By Frank Sabatini Jr. / Photo by Kristina Yamamoto
Mezcaliers are a rare breed. They are the academic aficionados of mezcal, a high-octane spirit that, like tequila, is distilled from agave plants (see sidebar).
San Diego mixologist-about-town Jen Queen is a full-time bartender at Little Italy’s new Juniper & Ivy and a part-timer at Puesto in The Headquarters at Seaport Village. She’s also one of only 14 people in the world who carry the Mezcalier title. In California, she’s the only woman to hold it.
Queen earned her “Level 4 Master” status through CONOCER and COMERCAM, governmental organizations in Mexico focused on the nation’s educational and economic development. The process involved learning about mezcal’s 27 varietals, pairing them to cuisine and then undergoing a labor-intensive practical in the agave fields.
“I play with mezcal wherever I go,” Queen says. “People expect that from me.” In addition to having tended bar at La Puerta (Gaslamp), Monello (Little Italy), Prepkitchen (Little Italy) and Saltbox (downtown), Queen is also a partner with San Diego mixology consulting group, Queen.Conner.Ward., which has developed spirits programs for Searsucker (Gaslamp), Blue Ocean Sushi Bar (Carlsbad) and Puesto (downtown), among others. She’s also president of the San Diego Chapter of the United States Bartender Guild.
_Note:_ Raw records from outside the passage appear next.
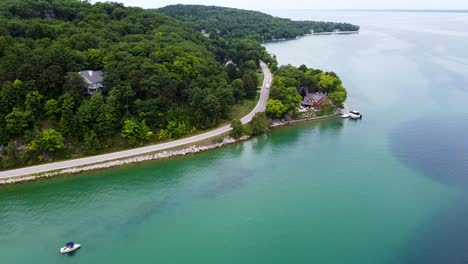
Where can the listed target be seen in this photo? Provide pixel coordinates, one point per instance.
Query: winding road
(260, 107)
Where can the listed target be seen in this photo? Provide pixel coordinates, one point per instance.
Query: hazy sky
(310, 4)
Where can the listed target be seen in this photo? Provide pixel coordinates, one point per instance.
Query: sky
(308, 4)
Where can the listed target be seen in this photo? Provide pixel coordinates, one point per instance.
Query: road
(260, 107)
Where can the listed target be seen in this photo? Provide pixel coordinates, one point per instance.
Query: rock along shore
(109, 164)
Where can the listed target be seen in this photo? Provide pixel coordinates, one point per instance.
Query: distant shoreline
(313, 34)
(377, 10)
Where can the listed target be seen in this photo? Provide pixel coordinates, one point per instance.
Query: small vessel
(69, 247)
(355, 115)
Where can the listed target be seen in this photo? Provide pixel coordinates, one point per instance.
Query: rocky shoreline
(156, 156)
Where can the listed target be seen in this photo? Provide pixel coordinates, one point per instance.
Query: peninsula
(80, 79)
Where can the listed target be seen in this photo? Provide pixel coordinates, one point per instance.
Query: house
(313, 100)
(93, 79)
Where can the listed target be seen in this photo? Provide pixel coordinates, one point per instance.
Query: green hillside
(233, 22)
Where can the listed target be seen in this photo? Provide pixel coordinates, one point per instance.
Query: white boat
(69, 247)
(355, 115)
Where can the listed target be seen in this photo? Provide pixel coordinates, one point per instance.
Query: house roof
(310, 98)
(92, 77)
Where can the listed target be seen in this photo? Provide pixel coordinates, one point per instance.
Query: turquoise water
(388, 189)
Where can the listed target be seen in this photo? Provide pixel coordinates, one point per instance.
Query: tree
(92, 144)
(52, 109)
(67, 120)
(237, 129)
(250, 84)
(259, 124)
(275, 108)
(51, 140)
(327, 82)
(98, 115)
(34, 103)
(18, 121)
(11, 159)
(48, 141)
(136, 132)
(238, 89)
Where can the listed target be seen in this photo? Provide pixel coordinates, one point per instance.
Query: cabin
(313, 100)
(93, 79)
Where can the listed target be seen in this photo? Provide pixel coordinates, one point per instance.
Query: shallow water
(390, 188)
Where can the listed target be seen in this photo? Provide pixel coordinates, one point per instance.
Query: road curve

“I don’t get a lot of downtime,” she says.
Queen was working at a celebrated restaurant and tequila lounge in San Francisco nearly 10 years ago, when the owners took her and some of the other bar staff on a mezcal tasting tour in Jalisco, Mexico.
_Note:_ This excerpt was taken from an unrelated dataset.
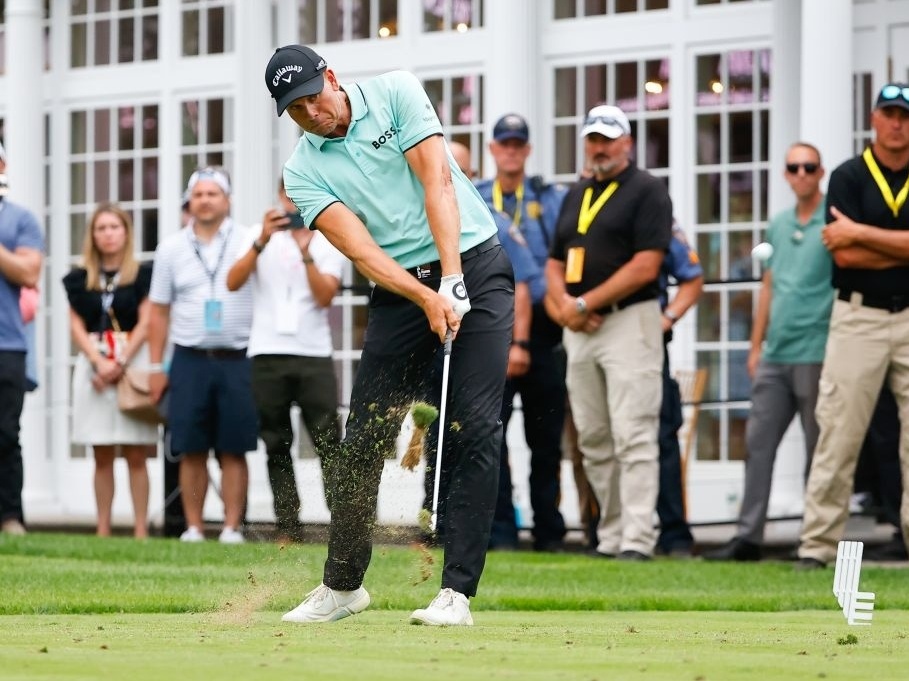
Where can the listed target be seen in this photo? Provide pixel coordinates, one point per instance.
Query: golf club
(446, 361)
“I loved their big, bold, smoky flavors,” she says, recalling that the “sweeter, softer flavors of tequila” ultimately became the gateway to her love affair with mezcal.
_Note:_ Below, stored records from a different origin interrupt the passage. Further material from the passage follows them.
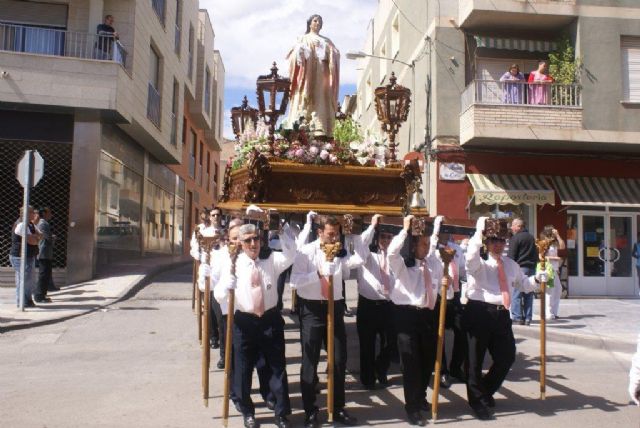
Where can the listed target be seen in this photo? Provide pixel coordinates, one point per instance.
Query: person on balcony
(107, 37)
(540, 85)
(513, 86)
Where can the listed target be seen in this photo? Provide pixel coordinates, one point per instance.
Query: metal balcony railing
(492, 92)
(61, 43)
(153, 105)
(158, 7)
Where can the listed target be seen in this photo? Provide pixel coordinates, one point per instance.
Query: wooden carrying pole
(446, 254)
(543, 247)
(233, 254)
(330, 251)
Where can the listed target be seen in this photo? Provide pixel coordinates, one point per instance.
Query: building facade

At Juniper & Ivy, Queen introduces new mezcal cocktails daily to match what the chef is creating. At Puesto, which carries five varietals from Oaxaca, she spearheaded “mezcal Mondays” (4 p.m. to close), when the boozy fluid takes center stage in margaritas, flights and a select trio of cocktails.
When pressed to name her favorite of all the mezcals she pours, she pauses. “That’s like choosing a favorite child,” she says, and then finally admits being smitten with a new varietal called Arroqueño, which has “honey, green apple and floral notes.”
“It just came on the market,” she says. “I fell in love.”
Making a Difference
Distilling the distinctions between mezcal and tequila
Mezcal refers to any spirit distilled from agave plants. By Mexican law, tequila, a form of mezcal, can be made only with Blue Agave.
Mezcal and tequila are produced in different but overlapping regions in Mexico.
Mezcal’s smoky flavor stems from its agaves being fire-roasted in an oven. In contrast, plants used to make tequila are cooked in autoclaves, enormous pressure-cookers that use water.